关键词: γ辐射, 图像增强, 对比度提升, 偏色校正, 非线性重映射

Abstract:

In γ radiation scenarios, CMOS image sensors are susceptible to the influence of high-energy photons. This leads to visual degradation problems, including insufficient contrast and color distortion in the captured images, ultimately hindering clear visualization of radiation scenes. To improve the visual image quality of the scene, a method based on multi-variate remapping is proposed as a γ radiation scene image enhancement method. It is implemented from two aspects: improving image contrast and eliminating color distortion to ensure clear visualization of radiation scenes. This method utilizes a limited contrast histogram equalization method to suppress excessive enhancement of image structural information while improving γ radiation scene image contrast. To address the issue of color deviation in γ radiation scene images, a color histogram remapping method is used to improve the uneven dynamic response of each color component. This involves using segmented nonlinear remapping to correct bright and dark regions to varying degrees, thus resolving the problem of local image overshoot caused by adjusting the same scale of bright and dark pixels during contrast enhancement and color correction. In reality, multiple comparative experiments are conducted on radiation scene images. The experimental results indicate that, when compared to typical image enhancement methods, this method achieves superior results in terms of color, contrast, information entropy quantification indicators, and visual presentation. The highest comprehensive evaluation index for image quality can reach 3.140 76.

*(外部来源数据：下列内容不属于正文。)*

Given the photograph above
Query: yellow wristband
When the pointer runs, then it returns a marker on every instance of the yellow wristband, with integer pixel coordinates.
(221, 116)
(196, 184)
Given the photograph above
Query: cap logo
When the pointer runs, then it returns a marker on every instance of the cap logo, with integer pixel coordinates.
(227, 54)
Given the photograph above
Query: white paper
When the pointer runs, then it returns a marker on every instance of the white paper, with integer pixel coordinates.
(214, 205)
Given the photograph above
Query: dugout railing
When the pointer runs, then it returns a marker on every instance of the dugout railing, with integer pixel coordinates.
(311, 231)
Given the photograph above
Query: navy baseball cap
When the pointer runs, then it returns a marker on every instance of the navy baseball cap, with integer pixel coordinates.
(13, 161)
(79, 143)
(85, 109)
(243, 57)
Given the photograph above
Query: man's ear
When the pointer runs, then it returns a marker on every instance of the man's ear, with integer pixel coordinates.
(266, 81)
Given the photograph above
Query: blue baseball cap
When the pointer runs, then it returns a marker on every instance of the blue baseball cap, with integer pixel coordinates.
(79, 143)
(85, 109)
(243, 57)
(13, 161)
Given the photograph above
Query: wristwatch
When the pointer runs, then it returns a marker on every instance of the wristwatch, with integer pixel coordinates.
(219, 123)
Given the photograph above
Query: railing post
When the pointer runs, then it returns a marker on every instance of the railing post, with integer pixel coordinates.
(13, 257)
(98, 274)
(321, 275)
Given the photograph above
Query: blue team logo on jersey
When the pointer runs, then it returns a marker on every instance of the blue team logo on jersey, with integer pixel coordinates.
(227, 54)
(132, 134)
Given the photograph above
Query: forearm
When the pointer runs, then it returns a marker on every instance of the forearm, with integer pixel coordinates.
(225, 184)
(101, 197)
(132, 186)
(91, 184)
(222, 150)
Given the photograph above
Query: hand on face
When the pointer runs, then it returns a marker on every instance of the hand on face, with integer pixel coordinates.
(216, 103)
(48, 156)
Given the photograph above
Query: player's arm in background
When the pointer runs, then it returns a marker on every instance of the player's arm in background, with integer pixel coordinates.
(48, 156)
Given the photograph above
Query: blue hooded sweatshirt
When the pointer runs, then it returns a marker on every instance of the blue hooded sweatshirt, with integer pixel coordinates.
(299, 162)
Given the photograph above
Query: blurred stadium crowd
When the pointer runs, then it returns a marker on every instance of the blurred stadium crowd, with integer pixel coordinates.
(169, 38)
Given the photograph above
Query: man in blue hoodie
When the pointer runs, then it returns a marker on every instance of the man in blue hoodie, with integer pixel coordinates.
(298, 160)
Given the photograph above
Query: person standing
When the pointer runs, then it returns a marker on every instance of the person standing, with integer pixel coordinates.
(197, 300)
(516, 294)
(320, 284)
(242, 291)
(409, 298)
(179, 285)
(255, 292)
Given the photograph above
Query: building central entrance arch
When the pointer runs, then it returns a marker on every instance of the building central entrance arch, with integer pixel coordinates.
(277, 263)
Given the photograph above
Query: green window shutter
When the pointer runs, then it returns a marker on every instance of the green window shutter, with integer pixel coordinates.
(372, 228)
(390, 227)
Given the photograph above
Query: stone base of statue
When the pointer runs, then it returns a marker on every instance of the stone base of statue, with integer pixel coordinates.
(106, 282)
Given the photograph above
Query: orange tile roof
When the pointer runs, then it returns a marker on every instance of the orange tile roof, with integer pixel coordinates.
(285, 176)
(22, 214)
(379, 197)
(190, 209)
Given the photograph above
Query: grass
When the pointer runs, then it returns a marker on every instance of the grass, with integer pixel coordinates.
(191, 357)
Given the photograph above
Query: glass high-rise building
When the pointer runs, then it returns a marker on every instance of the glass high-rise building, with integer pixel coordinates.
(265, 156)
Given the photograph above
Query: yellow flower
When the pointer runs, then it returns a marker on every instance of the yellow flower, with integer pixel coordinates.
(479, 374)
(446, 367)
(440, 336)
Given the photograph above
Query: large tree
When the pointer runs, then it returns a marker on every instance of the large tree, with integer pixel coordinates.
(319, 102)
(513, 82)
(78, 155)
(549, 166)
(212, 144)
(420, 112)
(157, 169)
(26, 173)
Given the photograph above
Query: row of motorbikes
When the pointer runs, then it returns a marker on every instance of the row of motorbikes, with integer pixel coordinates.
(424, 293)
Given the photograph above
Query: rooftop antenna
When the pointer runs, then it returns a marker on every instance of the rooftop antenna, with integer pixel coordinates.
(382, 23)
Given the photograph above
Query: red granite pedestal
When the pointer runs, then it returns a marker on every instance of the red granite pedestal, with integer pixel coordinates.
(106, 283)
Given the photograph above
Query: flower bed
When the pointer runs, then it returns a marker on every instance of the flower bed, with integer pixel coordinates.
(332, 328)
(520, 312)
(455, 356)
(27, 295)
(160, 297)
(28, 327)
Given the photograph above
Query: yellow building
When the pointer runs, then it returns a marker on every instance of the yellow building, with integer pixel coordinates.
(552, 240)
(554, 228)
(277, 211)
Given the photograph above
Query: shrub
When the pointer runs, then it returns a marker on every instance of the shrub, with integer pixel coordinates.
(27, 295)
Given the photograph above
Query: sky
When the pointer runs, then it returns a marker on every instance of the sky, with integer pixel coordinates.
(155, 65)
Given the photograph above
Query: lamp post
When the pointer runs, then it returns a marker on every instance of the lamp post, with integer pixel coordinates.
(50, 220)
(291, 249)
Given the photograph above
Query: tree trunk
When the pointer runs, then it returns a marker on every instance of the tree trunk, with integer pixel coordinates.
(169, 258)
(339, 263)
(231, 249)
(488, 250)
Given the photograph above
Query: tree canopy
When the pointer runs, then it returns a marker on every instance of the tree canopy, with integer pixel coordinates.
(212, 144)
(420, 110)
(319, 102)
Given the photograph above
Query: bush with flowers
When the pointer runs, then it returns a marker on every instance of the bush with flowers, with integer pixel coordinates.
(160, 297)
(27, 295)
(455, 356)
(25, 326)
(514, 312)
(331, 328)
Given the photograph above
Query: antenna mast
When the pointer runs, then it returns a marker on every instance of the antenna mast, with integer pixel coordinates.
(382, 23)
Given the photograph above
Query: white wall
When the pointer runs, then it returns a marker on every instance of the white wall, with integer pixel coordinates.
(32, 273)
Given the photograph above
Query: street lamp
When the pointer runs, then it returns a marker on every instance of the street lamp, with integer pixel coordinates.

Key words: γ radiation, image enhancement, contrast improvement, color cast correction, nonlinear remapping

方琳琳, 邓豪, 张华, 赵俊琴. 基于多元重映射的γ辐射场景图像增强方法[J]. 计算机工程, 2023, 49(11): 195-202.

Linlin FANG, Hao DENG, Hua ZHANG, Junqin ZHAO. Image Enhancement Method for γ Radiation Scene Based on Multi-Variate Remapping[J]. Computer Engineering, 2023, 49(11): 195-202.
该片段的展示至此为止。